KRAKÓW szukam towarzysza dla mojego ogonka
Moderator: Junior Moderator
KRAKÓW szukam towarzysza dla mojego ogonka
Witam, poszukuję młodego, łagodnego towarzysza (samca) dla mojego Biszkopta. Ogon ma ok 2 miesiące dlatego szukam szczurka w podobnym wieku (lub troszkę młodszy). Na razie mam klatkę 70x40x35 ale jak wyrosną to zainwestujemy w coś większego. Mieszkam w Krakowie i nie mam niestety możliwości dojazdu poza to miasto.
Re: KRAKÓW szukam towarzysza dla mojego ogonka
Na razie nieaktualne, okazało się przy zakupie używanej klatki, że szczur jest dołączony gratis (bardzo odpowiedzialnie), na szczęście samczyk ale w złym stanie, strasznie utyty i ma pasożyty, spróbuję mu jakoś pomóc. (Mam nadzieję, że podołam i żal mi go strasznie, myślałam, że od razu będzie mógł zapoznać się z moim Biszkoptem ale ten też dopiero co został z wszołów wyleczony.) 
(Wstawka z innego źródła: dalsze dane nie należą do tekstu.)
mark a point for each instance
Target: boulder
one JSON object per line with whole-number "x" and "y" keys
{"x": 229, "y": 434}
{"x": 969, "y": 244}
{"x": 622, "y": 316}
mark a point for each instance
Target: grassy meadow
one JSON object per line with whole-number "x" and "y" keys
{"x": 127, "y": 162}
Re: KRAKÓW szukam towarzysza dla mojego ogonka
Do zamknięcia, niestety grubasek nie przetrwał leczenia i odszedł pare dni temu. 

- sciurus vulgaris
- Posty: 672
- Rejestracja: czw maja 23, 2013 1:39 pm
Re: KRAKÓW szukam towarzysza dla mojego ogonka
A co to bylo za leczenie? tylko pasożyty?
Re: KRAKÓW szukam towarzysza dla mojego ogonka
Pasożyty, był bardzo gruby i wet mówił, że ogon miał ponad 2 lata.
- sciurus vulgaris
- Posty: 672
- Rejestracja: czw maja 23, 2013 1:39 pm
Re: KRAKÓW szukam towarzysza dla mojego ogonka
A co dostał na te pasożyty? Zastrzyk czy może miał czymś psikane futerko? Jeśli nie zdechł ze starości lub jakiś innych chorób to dość dziwne, żeby leczenie wszołów zabiło szczurka...
Re: KRAKÓW szukam towarzysza dla mojego ogonka
Moja wina, bo nie dopilnowałam żeby się nie lizał, na prawdę jest mi przykro
A dostał fiprex, nie doczytałam, że to praktycznie frontline, którym jeden wet już mi otruł raz szczurkę.

- sciurus vulgaris
- Posty: 672
- Rejestracja: czw maja 23, 2013 1:39 pm
Re: KRAKÓW szukam towarzysza dla mojego ogonka
tak właśnie myślałam. znajoma miała ostatnio identyczny przypadek, wet zastosował ten środek na bardzo młodziutkiej fuzz, która nie miała jak z tego wyjść.. szlag mnie trafia przez tych 'lekarzy'.